At large institutions, some of your instructors might be graduate or teaching assistants (GAs or TAs). Make the effort to introduce yourself! Meeting your TAs can certainly come in handy when you need clarification of a concept before a test or to go over an exam that didn’t go as well as you had expected.

They are also great resources if you have general questions about life on campus and the intangibles that only students would know. If you are in a smaller institution where professors will be teaching your classes, pay them a visit! Don’t be shy.

7. Seek a balanced lifestyle.

You may know the expression, “All work and no play makes Jack a dull boy.” Perhaps more appropriate in this context: “All play and no work sends Jack home from college to better define his prior-ities.” Both ways of life demonstrate excess. You need to remember to study, eat healthy, exercise, visit with friends, and go places. Some weeks will not be balanced, no matter how hard you try. Midterms and finals weeks are notorious for making students go crazy studying. However, if you can counteract these stressful periods with weeks of relaxation, then you’ll have a better chance of making it through. Your goal is an overall balanced lifestyle, even if every week isn’t perfect.

8. Learn how to learn and find your passion!

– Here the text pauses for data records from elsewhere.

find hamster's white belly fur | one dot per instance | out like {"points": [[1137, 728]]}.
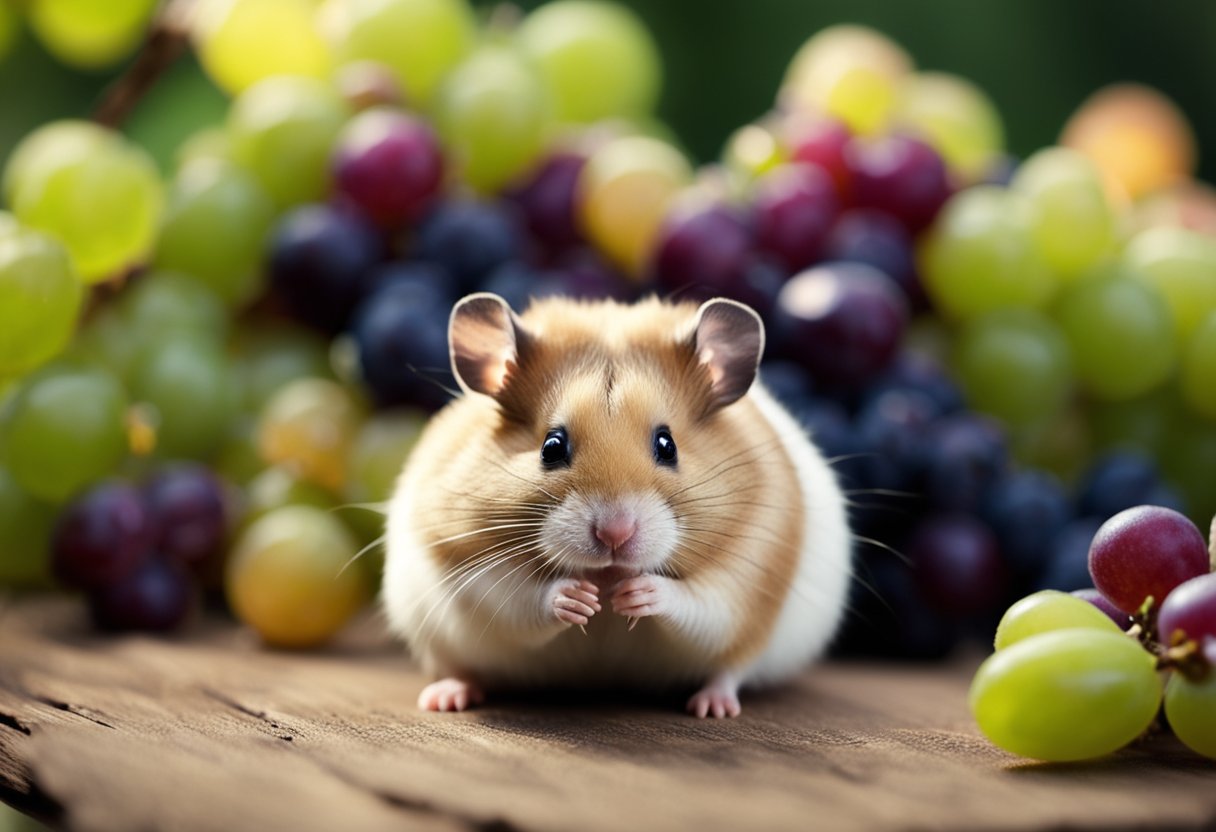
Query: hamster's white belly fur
{"points": [[456, 633]]}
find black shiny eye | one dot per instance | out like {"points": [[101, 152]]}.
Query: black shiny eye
{"points": [[664, 447], [556, 449]]}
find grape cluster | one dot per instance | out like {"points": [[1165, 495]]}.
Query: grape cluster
{"points": [[1076, 676]]}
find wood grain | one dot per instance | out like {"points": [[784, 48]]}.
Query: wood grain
{"points": [[212, 731]]}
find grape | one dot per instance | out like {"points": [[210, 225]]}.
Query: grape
{"points": [[469, 239], [1121, 619], [389, 164], [842, 321], [624, 194], [1074, 223], [1146, 551], [546, 200], [90, 33], [1182, 265], [1069, 695], [420, 40], [1013, 364], [1136, 135], [189, 506], [187, 382], [899, 175], [287, 580], [24, 535], [597, 58], [66, 179], [980, 256], [283, 129], [65, 429], [1189, 611], [849, 72], [308, 427], [319, 258], [794, 207], [1048, 611], [102, 537], [1191, 708], [956, 563], [157, 596], [1120, 335], [955, 117], [214, 226], [241, 41], [39, 301], [1198, 376]]}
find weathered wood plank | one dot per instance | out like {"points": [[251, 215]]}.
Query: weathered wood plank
{"points": [[214, 732]]}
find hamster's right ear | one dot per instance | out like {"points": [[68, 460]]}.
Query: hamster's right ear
{"points": [[484, 338]]}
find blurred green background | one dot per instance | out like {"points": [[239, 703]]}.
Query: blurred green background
{"points": [[724, 58]]}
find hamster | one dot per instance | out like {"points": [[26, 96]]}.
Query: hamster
{"points": [[613, 500]]}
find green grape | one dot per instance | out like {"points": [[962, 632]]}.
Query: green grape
{"points": [[187, 382], [1198, 376], [493, 112], [241, 41], [955, 117], [65, 429], [597, 58], [67, 180], [980, 256], [1048, 611], [214, 229], [90, 33], [26, 527], [1074, 223], [1068, 695], [282, 129], [1013, 364], [1191, 708], [1120, 333], [39, 299], [287, 577], [420, 40], [1182, 265]]}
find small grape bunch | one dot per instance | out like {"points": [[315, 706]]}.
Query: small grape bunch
{"points": [[1077, 676], [140, 552]]}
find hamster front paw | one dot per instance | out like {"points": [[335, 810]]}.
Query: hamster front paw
{"points": [[574, 601]]}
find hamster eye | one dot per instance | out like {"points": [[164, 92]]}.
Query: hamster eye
{"points": [[664, 447], [556, 449]]}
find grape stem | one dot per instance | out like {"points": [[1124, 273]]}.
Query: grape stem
{"points": [[164, 44]]}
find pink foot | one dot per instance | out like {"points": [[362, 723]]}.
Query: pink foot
{"points": [[719, 698], [450, 695]]}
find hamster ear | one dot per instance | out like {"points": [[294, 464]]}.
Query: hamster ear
{"points": [[484, 338], [728, 342]]}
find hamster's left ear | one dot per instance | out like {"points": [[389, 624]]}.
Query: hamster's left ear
{"points": [[728, 341]]}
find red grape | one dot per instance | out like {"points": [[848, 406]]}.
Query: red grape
{"points": [[1146, 551]]}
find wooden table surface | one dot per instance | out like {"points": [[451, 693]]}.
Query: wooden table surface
{"points": [[210, 731]]}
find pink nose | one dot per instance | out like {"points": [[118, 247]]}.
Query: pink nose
{"points": [[614, 532]]}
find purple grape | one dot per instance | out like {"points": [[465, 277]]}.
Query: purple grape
{"points": [[1102, 602], [101, 537], [547, 201], [191, 515], [1146, 551], [156, 597], [389, 166], [1189, 610], [957, 565], [900, 175], [843, 321], [319, 259], [793, 211]]}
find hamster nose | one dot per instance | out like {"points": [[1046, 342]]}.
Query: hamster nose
{"points": [[614, 532]]}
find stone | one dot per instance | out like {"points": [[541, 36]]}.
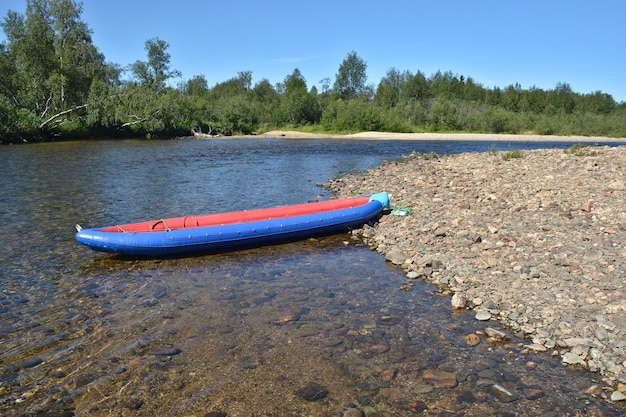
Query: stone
{"points": [[459, 301], [571, 358], [503, 394], [472, 339], [312, 392], [439, 378], [483, 316]]}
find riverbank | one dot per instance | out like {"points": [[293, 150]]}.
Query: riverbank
{"points": [[290, 134], [536, 243]]}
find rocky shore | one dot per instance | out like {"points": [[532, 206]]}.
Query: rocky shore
{"points": [[534, 240]]}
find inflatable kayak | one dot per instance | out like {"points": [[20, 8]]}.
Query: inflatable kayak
{"points": [[234, 230]]}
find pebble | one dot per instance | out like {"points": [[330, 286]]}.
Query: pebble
{"points": [[312, 392], [538, 242]]}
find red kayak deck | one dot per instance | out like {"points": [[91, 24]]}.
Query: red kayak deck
{"points": [[189, 222]]}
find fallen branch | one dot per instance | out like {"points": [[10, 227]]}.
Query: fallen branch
{"points": [[56, 116]]}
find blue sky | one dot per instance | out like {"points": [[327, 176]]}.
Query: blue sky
{"points": [[497, 43]]}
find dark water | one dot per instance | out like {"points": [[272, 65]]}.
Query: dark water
{"points": [[241, 333]]}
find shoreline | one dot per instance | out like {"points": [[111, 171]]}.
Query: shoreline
{"points": [[536, 244], [493, 137]]}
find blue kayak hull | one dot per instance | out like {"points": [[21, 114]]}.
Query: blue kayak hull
{"points": [[220, 238]]}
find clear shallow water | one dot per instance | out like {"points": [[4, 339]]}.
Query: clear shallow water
{"points": [[239, 333]]}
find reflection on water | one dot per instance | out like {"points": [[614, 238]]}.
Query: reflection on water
{"points": [[320, 327]]}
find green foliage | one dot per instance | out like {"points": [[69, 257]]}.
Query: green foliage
{"points": [[55, 83], [351, 78], [580, 149], [512, 154]]}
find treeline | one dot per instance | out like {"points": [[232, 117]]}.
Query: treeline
{"points": [[54, 83]]}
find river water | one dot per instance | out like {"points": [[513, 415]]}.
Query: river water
{"points": [[322, 327]]}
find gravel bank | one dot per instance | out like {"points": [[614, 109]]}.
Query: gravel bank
{"points": [[537, 243]]}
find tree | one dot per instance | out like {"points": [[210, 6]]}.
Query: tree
{"points": [[156, 70], [351, 78], [389, 88]]}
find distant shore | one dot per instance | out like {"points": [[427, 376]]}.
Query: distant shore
{"points": [[492, 137]]}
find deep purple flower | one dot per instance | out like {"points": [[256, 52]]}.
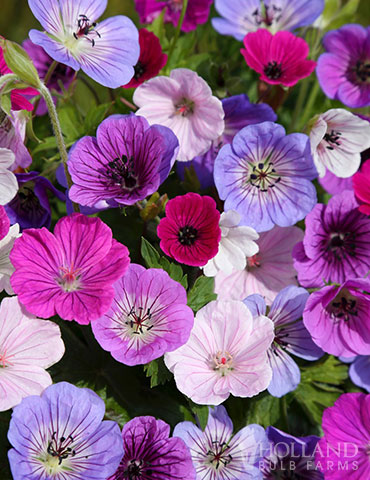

You cannot discover all that you need to know for the rest of your life in four years. But if you learn how to learn while you are in college, you will always be able to obtain the knowledge you need. For example, you may leave your college philosophy class with no better understanding of Nietzscheism than the day you started; however, you should walk out the door knowing how to read for both content and analysis, and that’s a skill that will serve you well for the rest of your life. College is also an ideal time (maybe even the best time) to discover your life’s passions. Life is too short to spend all your waking hours working at a lucrative job that you hate. Find your passion and live it! If you love what you are doing or studying, the transition from high school to college will be that much easier.

9. Live consciously.

While you may live in a neighborhood or socialize with friends who all attended or graduated from college, this does not reflect the norm for the world. When you graduate from college, you will represent only 1% of the world’s population. Sacrifices have been made along the years that have brought you to this place. Be sure to continue to make the road easier for those following your footsteps so they can make an easier transition to the college world.

College provides fantastic opportunities to do great things, and you are just beginning to make a difference in the world. Keep in mind that all your efforts do not have to come in the first month of school. Be patient and allow yourself to get used to your new surroundings. Start slowly. Speak to people you meet on campus. You don’t have to know them.

10. Embrace life and enjoy the ride!

This is a new beginning. You can start with a clean slate. Go into the collegiate experience with your eyes wide open. There may be days that you feel less confident than others. There will be times you don’t know what you want. Give yourself a break and try to relax as you begin your journey. There will never be another time like this. Be determined to give it your all and the returns will be plentiful!